☕ Apple M1 chip crushes Intel
Bitcoin reaches a new all time high. The benchmarks are out on Apple's new M1 chip. There are impressive performance gains and massive gains in battery life.
Hi Everyone!
Hope you’re all having a fantastic day!
Tech Dive
No tech dive for today unfortunately! Here’s the schedule for future tech dives
Thursday - Serverless Applications
Stay tuned!
Interview Question
You are given an array as input. The elements in the array are all integers.
A peak element is an element that is greater than its neighbors.
Find a peak element in the array and return it’s index.
You can assume that the left and right borders of the array represent negative infinity.
Example
Input - [1,2,1,3,5,6,4]
Output - 1 or 5
We’ll send the solution tomorrow!
Industry News
Apple’s new M1 Macbooks have very impressive results
Apple recently announced that they were transitioning the Macbook Air and Pro to ARM-based M1 chips developed by Apple. Previously, these computers used Intel CPUs ( Intel i5 and i7s).
Now, these new Macbooks have finally started shipping and we’re finally seeing real stats. The Firestorm cores clock in at 3.2 ghz, which is a 6% improvement over the 3 ghz frequency of Apple’s A14 chip.
This has resulted in the new M1 Macs being extremely fast performance-wise. Additionally, Apple’s “Rosetta 2” emulator (translates instructions written for Intel processors into M1 instructions) works very well with emulated Apps running faster on the M1 Macbooks compared to previous Macs.
Battery life has also been fantastic with massive improvements over previous generations. The M1 Macbook Air can run for more than 16 hours on various battery benchmarks, which is 5 hours more than the last Intel-based Macbook Air.
The downsides of the laptops is that the webcams are still terrible (only 720p) and Apple’s feature of running iOS apps on MacOS is still very buggy.
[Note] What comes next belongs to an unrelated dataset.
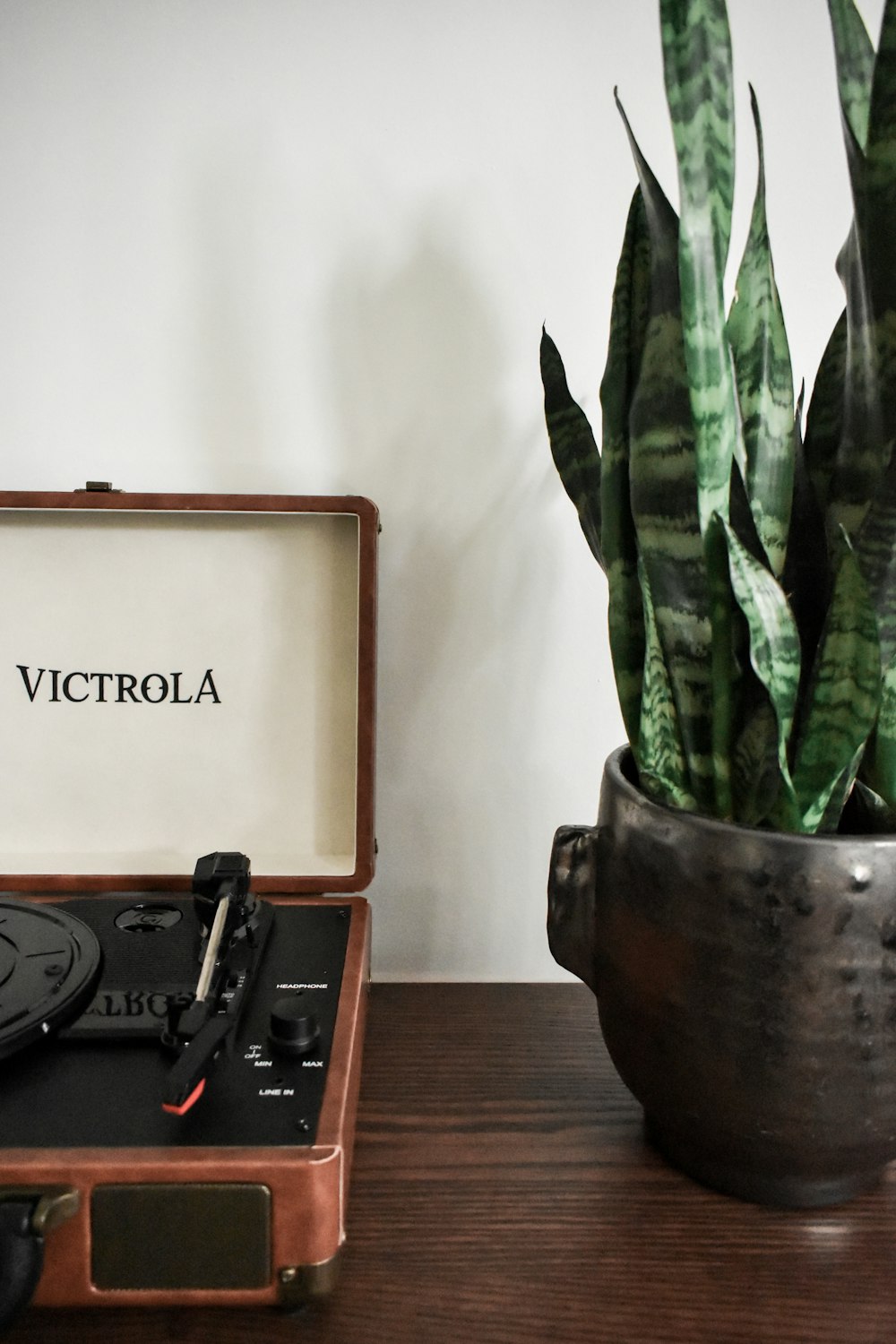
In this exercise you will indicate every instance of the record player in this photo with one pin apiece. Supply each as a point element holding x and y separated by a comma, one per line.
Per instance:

Overall though, very impressive!
Bitcoin Market Cap reaches a new all-time high, breaking December 2017 record
The market cap of the Bitcoin network has now reached $329.91 billion dollars, exceeding the December 2017 high of $328.89 billion as the price of Bitcoin has now hit $17,800 dollars per BTC. The market cap of the network is calculated by multiplying the price * number of BTC.
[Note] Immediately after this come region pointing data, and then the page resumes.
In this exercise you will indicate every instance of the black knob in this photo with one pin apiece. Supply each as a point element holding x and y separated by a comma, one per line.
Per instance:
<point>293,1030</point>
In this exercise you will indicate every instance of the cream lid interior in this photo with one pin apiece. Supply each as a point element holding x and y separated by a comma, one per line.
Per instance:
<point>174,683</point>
The current price of Bitcoin is still a bit lower than the December 2017 high of $19,650 but the market cap is higher now because there are more Bitcoins in the network. New Bitcoins are created every 10 minutes as part of a fee to incentivize miners to continue confirming Bitcoin transactions. Currently, 6.25 Bitcoin are created on every block as a reward to the miner who mined the block. This reward halves every four years in a process known as “the halving”.
The last “halving” was in May of 2020 and these events are typically followed by massive spikes in the price of Bitcoin due to the lower produced supply. The halving in May could be part of the reason we’re seeing the massive bull run in BTC right now.